Satoshi Ninoyu, chairman of the National Public Safety Commission, said he will return his driver's license in the hope that other elderly drivers will follow suit in the name of public safety.
Satoshi Ninoyu, a Upper House member, said at a regular news conference on May 12.
It came after a spate of traffic accidents caused by elderly drivers - a problem that has been magnified by Japan's rapidly aging population.
Ninoyu, who will turn 78 in September, said he will not renew his driver's license, even though he is eligible to do so.
He said he had a notice informing him that he must take a driving course and undergo cognitive tests before his license can be renewed.
I am elderly and I shouldn't cause a traffic accident, so I decided to give up my license, he said. I live in an urban area, so there are buses, subways and cabs. After consulting with his wife, Ninoyu stopped driving and has let go of his car in April 2019 after a fatal accident in Tokyo's Ikebukuro district.
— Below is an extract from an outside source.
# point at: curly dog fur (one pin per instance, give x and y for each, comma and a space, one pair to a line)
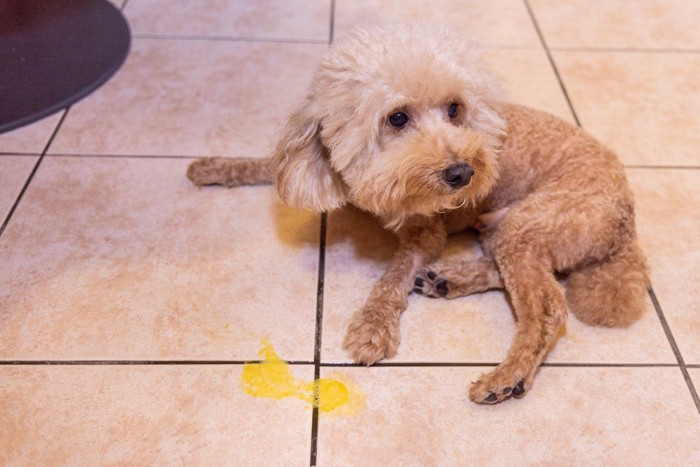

A former government bureaucrat who was 87 at the time drove his car at high speed into two intersections on a red light. A mother and a daughter were killed in the accident, while nine others were injured.
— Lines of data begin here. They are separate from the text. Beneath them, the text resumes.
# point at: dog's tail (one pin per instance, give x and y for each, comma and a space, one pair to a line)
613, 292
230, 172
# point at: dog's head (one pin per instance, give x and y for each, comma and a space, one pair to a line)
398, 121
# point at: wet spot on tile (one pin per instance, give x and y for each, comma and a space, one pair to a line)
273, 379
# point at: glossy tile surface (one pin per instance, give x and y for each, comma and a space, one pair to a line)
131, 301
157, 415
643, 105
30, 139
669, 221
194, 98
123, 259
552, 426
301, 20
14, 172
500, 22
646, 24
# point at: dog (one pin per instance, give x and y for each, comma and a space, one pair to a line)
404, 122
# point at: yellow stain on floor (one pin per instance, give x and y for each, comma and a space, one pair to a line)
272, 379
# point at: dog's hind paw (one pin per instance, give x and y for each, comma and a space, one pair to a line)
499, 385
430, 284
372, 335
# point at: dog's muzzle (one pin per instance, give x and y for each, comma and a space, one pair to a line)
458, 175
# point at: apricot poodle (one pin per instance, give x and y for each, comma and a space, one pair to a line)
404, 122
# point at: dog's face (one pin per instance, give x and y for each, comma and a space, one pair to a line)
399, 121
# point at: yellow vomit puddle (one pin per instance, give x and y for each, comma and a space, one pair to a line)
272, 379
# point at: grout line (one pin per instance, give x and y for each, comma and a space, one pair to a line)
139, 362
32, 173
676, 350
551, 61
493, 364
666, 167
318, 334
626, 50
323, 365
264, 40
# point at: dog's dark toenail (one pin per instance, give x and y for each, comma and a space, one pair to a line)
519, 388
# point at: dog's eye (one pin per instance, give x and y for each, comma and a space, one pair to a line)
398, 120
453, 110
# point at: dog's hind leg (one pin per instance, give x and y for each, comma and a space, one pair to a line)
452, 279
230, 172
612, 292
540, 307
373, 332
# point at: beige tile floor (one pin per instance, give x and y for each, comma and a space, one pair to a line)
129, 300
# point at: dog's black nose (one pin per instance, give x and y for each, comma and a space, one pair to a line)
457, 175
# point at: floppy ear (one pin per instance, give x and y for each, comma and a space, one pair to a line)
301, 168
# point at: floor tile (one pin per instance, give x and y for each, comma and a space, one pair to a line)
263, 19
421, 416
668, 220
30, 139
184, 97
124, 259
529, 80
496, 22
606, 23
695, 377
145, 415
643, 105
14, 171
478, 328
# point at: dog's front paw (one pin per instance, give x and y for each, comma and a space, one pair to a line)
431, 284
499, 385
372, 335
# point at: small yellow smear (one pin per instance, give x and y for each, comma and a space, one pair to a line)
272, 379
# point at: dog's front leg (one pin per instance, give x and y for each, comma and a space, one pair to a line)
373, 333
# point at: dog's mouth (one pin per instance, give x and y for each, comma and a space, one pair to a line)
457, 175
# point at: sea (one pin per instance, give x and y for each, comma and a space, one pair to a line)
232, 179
He said he kept pressing the accelerator instead of the brake pedal. The car had accelerated up to 96 kph.
The revised road traffic law was put in force on May 13, which was designed to deal with the growing severity of traffic accidents involving elderly drivers.
A driving skill test is required at the time of license renewal for those aged 75 or older with a certain number of violations. They are required to drive through a course and pass various tasks, such as stopping at stop signs and turning left and right at intersections.
Only those with a passing score can renew their licenses.
It also introduces a limited driver's license, which allows holders to drive only vehicles with safety support functions, such as automatic brakes.